Laursen left his job as a broker and founded Scandinavian Homes. Here the interior design expert tells us how he helps property agents decorate a home to attract as many viewers and buyers as possible.
The concept of Scandinavian design is characterized by functionality, aesthetics and nature-oriented materials. In recent years the Scandinavian interior trend has gone global and the dream of the “Nordic Light” is shared by more and more people.
The style emerged in the 1950s and the idea was that interior design would be mass-produced at a low price so that everyone could enjoy it. Since then, the core of the Scandinavian style has changed and today it is more about environmentally friendly production methods and organic materials. To succeed with the Scandinavian style, which I call complex simplicity, there are some basic things to consider. Laursen lists the eight most important ones below.
1. Low-key colour palette
The basics of the Scandinavian interior style are its pared-down colour selection. The style focuses on creating airy rooms with generous light flow, and therefore white or grey walls are a good place to start. Generally you should use earthy colours with light shades of blue, brown and green. These can be varied and together with the white or grey walls it creates a harmonious and pleasant room. Black often works well as a contrast colour and helps with darkness and attitude in the form of still lifes and picture frames.

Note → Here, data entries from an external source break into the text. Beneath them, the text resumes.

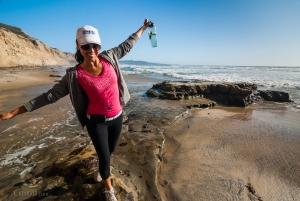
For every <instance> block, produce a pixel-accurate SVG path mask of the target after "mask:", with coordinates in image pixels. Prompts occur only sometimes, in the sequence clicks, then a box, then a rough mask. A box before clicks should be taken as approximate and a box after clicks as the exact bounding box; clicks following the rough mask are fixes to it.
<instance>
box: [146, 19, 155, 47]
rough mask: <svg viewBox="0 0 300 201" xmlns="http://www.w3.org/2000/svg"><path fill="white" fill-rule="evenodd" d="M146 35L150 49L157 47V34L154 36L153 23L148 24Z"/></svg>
mask: <svg viewBox="0 0 300 201" xmlns="http://www.w3.org/2000/svg"><path fill="white" fill-rule="evenodd" d="M148 34H149V39H150V42H151V46H152V47H157V34H156V27H155V25H154V23H153V22H151V21H150V22H149V26H148Z"/></svg>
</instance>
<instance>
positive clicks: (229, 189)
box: [0, 69, 300, 200]
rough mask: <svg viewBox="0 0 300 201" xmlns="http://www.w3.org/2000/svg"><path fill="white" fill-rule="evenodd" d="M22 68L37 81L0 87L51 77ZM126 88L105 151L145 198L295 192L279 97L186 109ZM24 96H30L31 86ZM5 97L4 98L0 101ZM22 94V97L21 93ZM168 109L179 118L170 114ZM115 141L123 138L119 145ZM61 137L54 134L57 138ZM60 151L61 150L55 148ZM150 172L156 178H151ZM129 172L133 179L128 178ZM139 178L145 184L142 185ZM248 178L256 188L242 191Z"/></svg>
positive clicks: (290, 123) (293, 182)
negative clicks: (109, 143) (122, 101)
mask: <svg viewBox="0 0 300 201" xmlns="http://www.w3.org/2000/svg"><path fill="white" fill-rule="evenodd" d="M35 70H36V69H35ZM40 70H41V71H43V70H45V69H40ZM29 72H31V71H30V69H29V70H28V73H27V75H28V76H29V77H30V76H31V78H32V79H34V77H36V76H38V81H36V82H32V79H31V78H30V79H24V80H23V79H22V84H20V83H21V82H18V83H19V85H18V84H17V81H15V82H16V83H15V85H9V84H7V83H6V84H7V85H5V86H7V87H8V88H7V89H5V88H2V89H1V90H4V91H6V92H7V94H9V93H11V92H12V91H15V92H16V96H17V91H18V90H20V89H22V88H24V87H25V85H26V84H27V85H28V86H29V89H28V90H30V86H31V84H32V85H34V84H35V85H34V86H35V87H37V88H35V89H37V90H44V89H46V88H47V87H50V85H49V84H54V83H53V82H54V81H53V78H52V77H48V78H49V79H48V78H47V75H49V73H50V74H53V72H49V71H45V72H44V73H41V74H40V73H37V74H32V73H29ZM36 72H39V70H36ZM1 75H2V76H3V74H1ZM17 75H18V76H19V77H17V78H16V79H21V78H23V77H24V72H20V74H17ZM25 75H26V73H25ZM124 77H125V79H126V82H127V83H128V84H129V85H135V84H138V83H143V82H145V83H152V82H153V83H155V82H160V81H161V80H158V79H157V80H156V79H152V78H146V77H143V76H138V75H124ZM46 78H47V79H46ZM0 80H2V79H0ZM0 84H1V83H0ZM39 85H40V86H41V87H40V88H38V86H39ZM3 86H4V85H3ZM14 87H15V88H14ZM28 92H29V91H27V92H25V93H28ZM131 92H132V101H130V102H129V105H128V106H127V107H126V108H125V113H126V115H127V117H128V119H127V120H125V122H124V129H123V132H122V135H121V137H120V140H119V142H118V144H119V146H118V147H117V148H116V152H115V153H114V154H113V157H112V165H113V170H112V173H113V174H114V175H115V181H119V180H118V179H120V180H122V182H124V183H125V184H128V185H133V184H134V185H136V186H137V187H138V188H141V189H139V191H140V194H141V195H143V196H144V198H145V200H151V197H152V196H153V195H157V196H158V197H162V198H165V200H170V199H171V198H177V200H189V199H190V200H199V199H203V200H221V199H225V198H232V199H245V200H250V199H252V200H258V197H261V199H262V200H279V198H280V199H281V200H292V199H290V198H291V197H289V196H293V199H294V200H297V199H300V197H299V195H297V192H299V190H300V183H299V181H300V164H299V162H298V161H297V160H296V159H297V158H295V157H297V156H298V154H300V153H299V152H300V151H299V149H298V148H297V145H299V144H300V140H299V138H300V137H299V132H297V131H299V125H298V123H297V119H299V117H300V116H299V113H296V112H293V111H291V110H290V109H289V108H288V107H285V104H273V103H269V102H265V103H258V104H255V105H251V106H248V107H246V108H236V107H222V106H216V107H214V108H212V109H192V110H189V109H187V108H186V107H185V105H186V103H188V102H189V101H167V100H159V99H148V98H144V97H141V96H140V95H139V94H140V93H142V92H141V91H139V89H133V90H131ZM18 93H19V92H18ZM9 95H11V94H9ZM30 96H35V93H32V94H31V95H30ZM0 100H1V102H0V108H1V109H2V108H3V107H4V106H5V108H7V107H9V105H13V104H15V105H16V104H18V103H19V102H22V101H23V99H22V100H20V99H18V100H16V101H14V98H11V97H7V96H6V97H5V96H3V93H1V96H0ZM5 100H10V102H9V103H5V104H4V105H1V103H2V104H3V103H4V102H5ZM28 100H29V99H28ZM28 100H27V99H26V100H25V98H24V101H28ZM194 101H197V100H194ZM65 104H70V103H69V98H64V100H63V101H62V102H60V103H55V104H53V105H51V106H49V107H48V106H47V108H46V107H45V108H44V109H43V110H42V111H37V112H35V113H31V114H28V115H29V116H28V117H27V116H26V118H28V119H30V118H36V116H43V117H44V116H46V115H45V113H47V112H51V111H53V110H56V108H60V107H63V105H65ZM17 106H19V105H16V106H15V107H17ZM68 107H71V106H68ZM13 108H14V107H13ZM13 108H9V109H13ZM1 109H0V111H1ZM64 110H65V109H64V108H63V110H62V111H61V113H58V114H57V117H58V118H59V117H60V116H61V114H63V113H65V112H64ZM26 115H27V114H26ZM176 115H177V116H179V117H180V118H177V120H175V121H174V122H173V120H174V119H175V116H176ZM15 119H16V120H15ZM24 119H25V116H23V117H21V116H20V117H18V119H17V118H14V119H13V120H14V121H12V122H11V123H9V121H4V122H0V124H2V123H5V124H6V123H7V124H11V125H12V124H16V123H17V122H19V123H20V122H21V121H23V120H24ZM45 119H46V118H45ZM172 119H173V120H172ZM283 119H284V121H283ZM46 121H49V119H48V120H46ZM76 121H77V119H76V118H75V119H74V121H72V123H69V124H71V125H73V124H74V122H76ZM170 125H171V126H170ZM12 126H13V125H12ZM33 126H36V125H33ZM0 128H1V125H0ZM75 128H76V127H71V128H70V131H72V130H73V131H76V129H75ZM74 129H75V130H74ZM1 132H2V131H1ZM274 133H275V134H274ZM80 135H82V136H81V137H78V138H76V140H75V141H77V142H78V143H80V142H83V141H88V136H86V134H84V133H80ZM11 138H14V137H11ZM15 139H18V136H15ZM122 143H127V144H126V145H125V146H120V144H122ZM63 144H64V143H63V141H61V142H60V143H58V146H62V145H63ZM70 145H72V146H69V147H70V150H69V152H70V151H71V149H73V148H74V146H73V143H71V141H70ZM53 146H54V145H53ZM163 146H164V149H162V148H163ZM277 147H278V149H276V148H277ZM54 148H55V146H54ZM55 149H56V148H55ZM67 153H68V151H66V150H64V151H63V152H61V153H60V154H61V155H62V154H67ZM175 153H176V154H175ZM32 154H34V153H32ZM32 154H31V156H32ZM45 154H46V155H47V153H45ZM46 155H45V156H46ZM53 157H57V156H55V155H53V156H52V158H51V156H47V158H48V159H51V160H54V158H53ZM157 165H158V166H157ZM187 170H188V171H187ZM283 170H284V171H283ZM41 171H43V170H42V168H41V167H39V168H37V169H35V170H34V173H35V174H39V173H40V172H41ZM125 171H130V176H124V175H122V174H121V173H122V172H125ZM156 174H157V181H156V178H153V176H154V175H156ZM155 177H156V176H155ZM14 180H15V181H16V180H18V178H17V177H15V179H14ZM131 180H134V181H135V182H133V184H129V183H130V181H131ZM147 181H148V185H146V186H145V182H147ZM249 183H250V184H251V186H252V187H253V188H254V189H255V191H256V192H257V193H256V194H257V195H254V194H253V193H251V192H250V191H249V189H250V188H248V187H249V186H248V184H249ZM247 186H248V187H247ZM268 192H269V193H268ZM289 193H290V195H288V194H289ZM0 194H2V193H0ZM136 194H138V193H137V192H136ZM157 199H159V198H157ZM159 200H160V199H159Z"/></svg>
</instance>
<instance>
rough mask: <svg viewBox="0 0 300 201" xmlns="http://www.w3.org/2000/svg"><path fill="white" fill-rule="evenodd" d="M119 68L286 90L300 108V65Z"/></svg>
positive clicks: (136, 73)
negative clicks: (275, 65)
mask: <svg viewBox="0 0 300 201" xmlns="http://www.w3.org/2000/svg"><path fill="white" fill-rule="evenodd" d="M121 68H122V71H123V73H124V74H137V75H141V76H146V77H152V78H159V79H162V80H200V81H203V82H247V83H253V84H256V85H257V88H258V89H259V90H274V91H284V92H288V93H289V94H290V95H291V97H292V99H293V101H294V104H293V106H294V108H296V109H297V108H298V109H300V67H288V66H284V67H281V66H280V67H279V66H201V65H128V64H122V65H121Z"/></svg>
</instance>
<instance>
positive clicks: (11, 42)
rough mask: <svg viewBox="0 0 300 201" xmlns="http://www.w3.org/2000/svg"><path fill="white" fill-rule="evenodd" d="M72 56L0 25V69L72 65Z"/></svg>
mask: <svg viewBox="0 0 300 201" xmlns="http://www.w3.org/2000/svg"><path fill="white" fill-rule="evenodd" d="M74 63H75V59H74V55H73V54H71V53H65V52H61V51H60V50H59V49H57V48H51V47H49V46H47V45H45V44H44V43H42V42H41V41H39V40H37V39H35V38H33V37H31V36H29V35H27V34H26V33H25V32H24V31H23V30H21V29H20V28H17V27H13V26H9V25H5V24H1V23H0V67H13V66H53V65H58V66H62V65H73V64H74Z"/></svg>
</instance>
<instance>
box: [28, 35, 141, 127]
mask: <svg viewBox="0 0 300 201" xmlns="http://www.w3.org/2000/svg"><path fill="white" fill-rule="evenodd" d="M138 39H139V37H138V36H137V35H136V34H135V33H134V34H132V35H131V36H129V38H128V39H127V40H125V41H124V42H123V43H121V44H120V45H119V46H118V47H114V48H112V49H110V50H107V51H103V52H102V53H100V56H101V57H103V58H105V59H106V60H107V61H109V62H110V63H111V64H112V66H113V67H114V69H115V71H116V73H117V76H118V84H119V91H120V98H121V102H122V104H123V106H125V105H126V103H127V102H128V101H129V99H130V94H129V91H128V89H127V85H126V83H125V80H124V78H123V75H122V73H121V70H120V67H119V62H118V60H119V59H121V58H122V57H124V56H125V55H126V54H127V53H128V52H129V51H130V50H131V48H132V47H133V46H134V45H135V43H136V42H137V40H138ZM77 66H78V65H76V66H74V67H71V68H68V69H67V71H66V74H65V75H64V76H63V78H62V79H61V80H60V81H59V82H58V83H57V84H55V85H54V86H53V87H52V88H51V89H50V90H49V91H48V92H46V93H43V94H42V95H40V96H38V97H36V98H34V99H32V100H31V101H29V102H27V103H25V104H24V106H25V108H26V109H27V111H29V112H31V111H34V110H36V109H38V108H40V107H43V106H45V105H48V104H51V103H54V102H56V101H58V100H59V99H60V98H62V97H64V96H66V95H68V94H69V95H70V98H71V101H72V104H73V107H74V109H75V112H76V115H77V117H78V119H79V122H80V124H81V125H82V127H84V126H85V125H86V122H87V121H88V119H87V117H86V111H87V106H88V103H89V99H88V97H87V95H86V93H85V92H84V90H83V89H82V88H81V87H80V85H79V84H78V81H77V74H76V69H77Z"/></svg>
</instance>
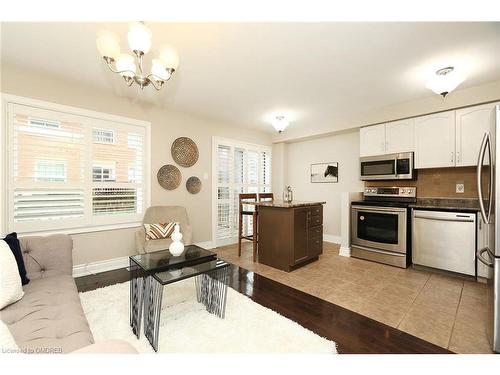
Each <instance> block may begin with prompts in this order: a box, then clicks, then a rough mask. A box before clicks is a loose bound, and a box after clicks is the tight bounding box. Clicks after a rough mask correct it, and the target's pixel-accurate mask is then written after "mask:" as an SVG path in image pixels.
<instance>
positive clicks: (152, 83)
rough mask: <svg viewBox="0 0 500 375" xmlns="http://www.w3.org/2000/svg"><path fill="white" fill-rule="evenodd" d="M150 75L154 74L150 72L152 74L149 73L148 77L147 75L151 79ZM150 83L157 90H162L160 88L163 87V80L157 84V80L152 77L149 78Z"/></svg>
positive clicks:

2. Close to nature materials
Leather, wood and stone are all natural materials that form an integral part of the Scandinavian interior style. The focus is on sustainability and quality, and what is better than the material that gets patina and becomes even more beautiful by each passing year? Here, they mix wood with leather and concrete. A classic wall with tiles and white walls create a perfect base.
3. Picture walls with a limited colour scheme
Beautiful and inspiring picture walls can successfully replace a feature wall of a home. Try to gather your favourite pictures in one place instead of spreading them out throughout the home. The latter can often be perceived as messy while the former creates a clear sense of harmony and awareness. Do not be afraid to mix paintings of various sizes, nor to keep it static and stylish. Why not put the picture wall in a corner rather than directly above the sofa?
4. Still lifes throughout the home
To avoid an overly minimalist home it is important to focus on the details. This is an opportunity to use personal items to create a sense of coziness and warmth. Do not be afraid to mix the new with the old, but try to work with a low-key colour palette and materials with roots in nature here as well.
5. Plants as part of the decor
Use green plants to create a fresh and vibrant feel at home. Cypress Asparagus Fern and Monstera are plants that fit in perfectly with the Scandinavian style. Don't be afraid to use large plants, they add character and create a cool feeling in the home. A slightly carelessly made bed and a pile of magazines on the floor de-dramatize and contribute to a more personal home.
6. Relaxed nonchalance
Even if the ambition is that the home should feel conscious and arranged, it mustn’t be perceived as too tight or too structured. Therefore it might be nice to, through textiles or art, dare to be a little flippant. Throw a blanket over the edge of the sofa, make the bed in sloppy manner and place a painting on the floor. That way, you avoid too-perfect a result, and instead create a sense of conscious relaxation.
7. Design classics
The cheapest is not always the most affordable, especially not in the long run. If you have the opportunity, invest in quality products. Design classics have a long shelf life and are not influenced by fashion and trends. They live their own lives, age with dignity, and usually retain their value.
8. Brass details
Perhaps the popularity of this shining metal has grown in the past few years because it fits so well into minimal environments. From bowls to candlesticks, brass is lighting up our homes, preferably together with some Nordic dirty pastels.
The whole concept in one image: The room below contains all the ingredients needed to get the Scandinavian interior recipe just right. A sleek black-and-white picture wall, designer chairs, large green plants, wooden floors, curtain-free windows and plenty of light – they’re simple things in themselves, but with a sense of fashion and trend that is irresistible.